This Month We Learned — April 2020

This Month We Learned — April 2020

This Month We Learned (TMWL) is a recurring blog series highlighting what we’ve learned in the last month. It gives us an opportunity to share short stories about what we’ve learned and to highlight the ways we’ve grown and learned both in our jobs and outside of them. This month we learned about the PostgreSQL citext extension, safe fuel and air mixture adjustment at altitude while flying airplanes, fast time-series visualization with vector tiles, and pushing refinement types into the database.

citext in PostgreSQL

Mike Maurizi

For Temperate, Azavea’s climate change adaptation and planning tool, many recent support requests shared a theme: users of the site had forgotten how to spell their email addresses! Or rather, they’d spelled it the same, but changed the case, using something like name@companyfruit.edu during signup but name@companyFRUIT.edu when trying to login.

After we determined that there were no duplicate users sharing the same email address, we decided it was safe to expand our email address uniqueness constraint to be case insensitive. By doing this and changing our code to query for users in a case insensitive way we’d eliminate these kinds of login and registration confusion.

We considered changing all of our users email addresses to be stored only in lowercase, and converting all email addresses to lowercase during registration, but we felt that would provide a poor experience to those whose addresses are meant to have certain letters capitalized.

Luckily, there is a PostgreSQL extension that came to our rescue, citext. By using citext and a few wrapper fields provided by Django to change our email field to a CIEmailField, all calls using it automatically call LOWER() on both strings in comparison or sorting operations without any impact on the values presented to users.

We made the following code change, generated migrations, and were good to go!

index 3df00199..f1357548 100644
--- a/src/django/users/models.py
+++ b/src/django/users/models.py
@@ -8,6 +8,7 @@ from django.contrib.auth.models import PermissionsMixin
 from django.contrib.gis.db import models
 from django.contrib.gis.geos import Point
 from django.contrib.postgres.fields.array import ArrayField
+from django.contrib.postgres.fields.citext import CIEmailField
 from django.db import transaction
 from django.db.models.signals import post_save
 from django.dispatch import receiver
@@ -348,7 +349,7 @@ class PlanItUser(AbstractBaseUser, PermissionsMixin):
     USERNAME_FIELD = 'email'
     REQUIRED_FIELDS = ['first_name', 'last_name']
 
-    email = models.EmailField('email address', unique=True)
+    email = CIEmailField('email address', unique=True)
     organizations = models.ManyToManyField('PlanItOrganization',
                                            related_name='users',
                                            blank=True)

Now in all of our login and registration user email addresses are case insensitive, with just a few small code changes and a database migration.

Aircraft piston engine performance

Azavea

When flying a piston-powered, fixed-pitch propeller airplane, there are two basic engine controls: throttle and mixture.
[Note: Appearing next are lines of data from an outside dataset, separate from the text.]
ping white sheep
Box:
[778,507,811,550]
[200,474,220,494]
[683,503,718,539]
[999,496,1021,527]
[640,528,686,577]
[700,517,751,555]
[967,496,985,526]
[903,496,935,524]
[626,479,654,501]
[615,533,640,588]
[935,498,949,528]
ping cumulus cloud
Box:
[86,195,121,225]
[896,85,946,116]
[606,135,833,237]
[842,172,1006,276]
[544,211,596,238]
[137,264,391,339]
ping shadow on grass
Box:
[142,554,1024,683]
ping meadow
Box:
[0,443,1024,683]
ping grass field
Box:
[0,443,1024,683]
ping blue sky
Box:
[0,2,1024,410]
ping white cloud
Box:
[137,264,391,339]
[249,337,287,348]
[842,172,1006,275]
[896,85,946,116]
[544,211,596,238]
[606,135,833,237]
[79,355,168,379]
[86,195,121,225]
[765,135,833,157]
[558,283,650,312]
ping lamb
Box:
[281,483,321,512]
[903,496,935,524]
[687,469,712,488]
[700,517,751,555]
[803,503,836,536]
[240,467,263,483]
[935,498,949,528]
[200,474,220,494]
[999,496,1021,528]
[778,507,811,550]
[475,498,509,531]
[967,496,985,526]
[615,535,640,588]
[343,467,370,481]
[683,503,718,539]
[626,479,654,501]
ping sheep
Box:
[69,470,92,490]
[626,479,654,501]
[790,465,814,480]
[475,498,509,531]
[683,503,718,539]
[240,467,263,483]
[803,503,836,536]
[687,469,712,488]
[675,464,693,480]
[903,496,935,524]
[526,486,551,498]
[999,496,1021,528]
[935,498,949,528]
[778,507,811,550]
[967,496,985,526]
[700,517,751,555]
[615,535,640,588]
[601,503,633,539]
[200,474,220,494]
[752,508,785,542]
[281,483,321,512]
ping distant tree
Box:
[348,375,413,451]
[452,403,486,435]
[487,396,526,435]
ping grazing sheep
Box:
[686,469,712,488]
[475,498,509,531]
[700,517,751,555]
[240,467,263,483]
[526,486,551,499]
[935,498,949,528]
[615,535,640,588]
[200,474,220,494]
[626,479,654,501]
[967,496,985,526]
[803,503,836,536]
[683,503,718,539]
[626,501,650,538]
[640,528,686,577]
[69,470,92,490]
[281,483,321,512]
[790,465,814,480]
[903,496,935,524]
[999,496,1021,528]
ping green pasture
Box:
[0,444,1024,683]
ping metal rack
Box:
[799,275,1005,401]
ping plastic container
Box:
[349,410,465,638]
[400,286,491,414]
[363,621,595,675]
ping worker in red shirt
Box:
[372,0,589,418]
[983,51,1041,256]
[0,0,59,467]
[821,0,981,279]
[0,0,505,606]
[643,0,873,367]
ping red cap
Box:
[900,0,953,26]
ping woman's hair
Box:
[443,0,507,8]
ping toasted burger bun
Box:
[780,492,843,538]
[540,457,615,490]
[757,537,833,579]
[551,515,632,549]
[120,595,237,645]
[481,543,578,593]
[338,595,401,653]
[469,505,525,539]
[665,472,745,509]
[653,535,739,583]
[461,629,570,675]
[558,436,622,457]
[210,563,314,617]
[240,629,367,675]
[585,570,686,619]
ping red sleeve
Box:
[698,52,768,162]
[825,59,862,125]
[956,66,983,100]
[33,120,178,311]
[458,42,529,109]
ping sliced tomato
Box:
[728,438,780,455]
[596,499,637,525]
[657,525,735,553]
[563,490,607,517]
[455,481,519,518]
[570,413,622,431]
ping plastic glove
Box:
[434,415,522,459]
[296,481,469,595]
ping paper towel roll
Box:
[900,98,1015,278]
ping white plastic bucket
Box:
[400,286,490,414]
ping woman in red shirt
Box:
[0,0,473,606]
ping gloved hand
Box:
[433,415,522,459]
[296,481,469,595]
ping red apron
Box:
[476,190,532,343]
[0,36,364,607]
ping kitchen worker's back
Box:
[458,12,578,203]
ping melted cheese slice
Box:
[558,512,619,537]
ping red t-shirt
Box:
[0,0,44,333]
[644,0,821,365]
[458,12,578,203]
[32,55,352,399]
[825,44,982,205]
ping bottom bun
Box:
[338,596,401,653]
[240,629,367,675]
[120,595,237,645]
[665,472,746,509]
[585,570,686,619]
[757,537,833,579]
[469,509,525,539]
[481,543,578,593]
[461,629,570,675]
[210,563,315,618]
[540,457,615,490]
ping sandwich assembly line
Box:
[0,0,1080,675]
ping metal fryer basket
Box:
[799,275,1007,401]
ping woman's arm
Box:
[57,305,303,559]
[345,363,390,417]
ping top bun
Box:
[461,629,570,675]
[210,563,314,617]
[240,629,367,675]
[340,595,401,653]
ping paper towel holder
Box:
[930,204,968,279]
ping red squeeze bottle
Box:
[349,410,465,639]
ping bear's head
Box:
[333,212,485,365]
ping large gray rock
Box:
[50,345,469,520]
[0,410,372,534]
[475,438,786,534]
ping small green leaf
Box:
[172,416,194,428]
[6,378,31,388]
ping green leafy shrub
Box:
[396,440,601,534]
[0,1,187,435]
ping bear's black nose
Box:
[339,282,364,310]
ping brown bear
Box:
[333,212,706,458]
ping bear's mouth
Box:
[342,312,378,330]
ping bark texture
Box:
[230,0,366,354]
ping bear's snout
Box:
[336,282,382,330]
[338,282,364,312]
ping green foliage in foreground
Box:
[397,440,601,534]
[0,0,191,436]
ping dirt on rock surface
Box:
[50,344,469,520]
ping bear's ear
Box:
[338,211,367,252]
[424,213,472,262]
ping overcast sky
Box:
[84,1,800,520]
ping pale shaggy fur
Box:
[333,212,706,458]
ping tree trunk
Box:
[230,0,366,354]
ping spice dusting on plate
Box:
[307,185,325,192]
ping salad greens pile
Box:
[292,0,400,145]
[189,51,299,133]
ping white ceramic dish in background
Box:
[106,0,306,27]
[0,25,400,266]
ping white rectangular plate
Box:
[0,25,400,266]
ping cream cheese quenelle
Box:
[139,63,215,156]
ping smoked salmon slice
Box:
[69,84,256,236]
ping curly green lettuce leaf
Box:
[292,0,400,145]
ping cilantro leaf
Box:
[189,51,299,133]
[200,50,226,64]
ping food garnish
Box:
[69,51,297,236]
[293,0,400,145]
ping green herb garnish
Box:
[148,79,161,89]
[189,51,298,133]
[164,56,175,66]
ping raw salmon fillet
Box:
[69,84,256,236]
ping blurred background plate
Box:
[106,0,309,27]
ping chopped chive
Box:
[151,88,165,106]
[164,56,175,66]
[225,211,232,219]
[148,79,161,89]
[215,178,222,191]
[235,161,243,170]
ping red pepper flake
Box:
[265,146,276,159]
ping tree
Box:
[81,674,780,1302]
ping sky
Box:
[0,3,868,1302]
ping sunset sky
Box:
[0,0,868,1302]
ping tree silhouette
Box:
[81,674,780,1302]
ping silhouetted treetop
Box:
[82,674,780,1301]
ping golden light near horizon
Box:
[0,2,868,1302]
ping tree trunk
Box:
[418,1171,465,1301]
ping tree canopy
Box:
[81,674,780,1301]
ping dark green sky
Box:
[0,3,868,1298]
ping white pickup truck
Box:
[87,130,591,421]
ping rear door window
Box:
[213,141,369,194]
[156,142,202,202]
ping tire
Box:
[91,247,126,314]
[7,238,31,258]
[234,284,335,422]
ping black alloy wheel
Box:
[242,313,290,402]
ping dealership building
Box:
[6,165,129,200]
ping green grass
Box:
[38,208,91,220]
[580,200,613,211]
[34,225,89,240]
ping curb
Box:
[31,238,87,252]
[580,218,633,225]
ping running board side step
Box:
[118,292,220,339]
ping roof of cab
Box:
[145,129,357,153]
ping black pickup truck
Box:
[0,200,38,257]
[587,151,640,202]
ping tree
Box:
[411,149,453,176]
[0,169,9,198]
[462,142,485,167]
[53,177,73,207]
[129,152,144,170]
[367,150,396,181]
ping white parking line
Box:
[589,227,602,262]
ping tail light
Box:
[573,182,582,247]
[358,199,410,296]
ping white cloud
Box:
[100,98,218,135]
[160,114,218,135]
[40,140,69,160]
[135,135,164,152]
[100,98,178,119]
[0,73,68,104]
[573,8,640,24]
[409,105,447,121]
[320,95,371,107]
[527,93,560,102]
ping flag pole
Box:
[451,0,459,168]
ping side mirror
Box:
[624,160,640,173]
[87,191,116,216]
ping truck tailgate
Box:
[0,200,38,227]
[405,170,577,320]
For combustion to occur, you need fuel and air. A carburetor is a device that mixes air with fuel and delivers it to the engine cylinders. With a carbureted engine, the throttle controls how much of the fuel-air mixture is delivered to the cylinders. The mixture controls the amount of fuel added to the airflow, or the ratio of fuel to air.

drawing of a plane engine control
The engine control quadrant of a Piper Warrior II.

You’d never think about this when driving a car, but at higher altitudes, air is less dense. Let’s say you begin a climb and you don’t adjust the mixture. With fewer particles of air floating around as you climb but the same amount of fuel, the mixture being delivered to the cylinders will get richer and richer.

I had a discussion with some folks about power management. I realized that, despite my planning for “best economy” mixture, when I reached cruise in flight I would just pull the mixture control back far enough to say “hey, that feels right.”

This led me down a rabbit hole of interesting research, including watching two talks from Mike Busch, a well-known A&P/IA and founder of an aircraft maintenance company.

I learned that there are a range of mixtures where the engine is able to achieve combustion. However, there are a few really interesting mixtures. 

diagram detailing a range of fuel-air mixtures
A graph from Mike Busch’s presentation on the range of mixtures where an engine is able to achieve combustion.

Stoichiometric Mixture is the chemically perfect ratio. At this mixture, all the fuel and oxygen that are part of the combustion reaction are completely consumed. Running this mixture also happens to put the engine in a very abusive operating zone.

Best Power Mixture is richer and uses 20% excess fuel for about 3% more power (1.5% true airspeed). To find this mixture, lean until RPM peaks.

Best Economy Mixture is leaner and uses 20% less fuel for about 10% less power (5% true airspeed). To find this mixture, quickly lean the mixture until the engine runs rough (because the mixture is too lean to burn) and slowly richen, just enough to make the engine run smooth.

Full Rich Mixture occurs when the mixture is wide open. It uses 50% excess fuel and yields the same power as stoichiometric mixture, but it has an increased margin against the occurrence of detonation during full power operation. We use this during takeoffs, landings, and maneuvers because it is simple, it will provide adequate cooling for the engine, and it provides acceptable performance.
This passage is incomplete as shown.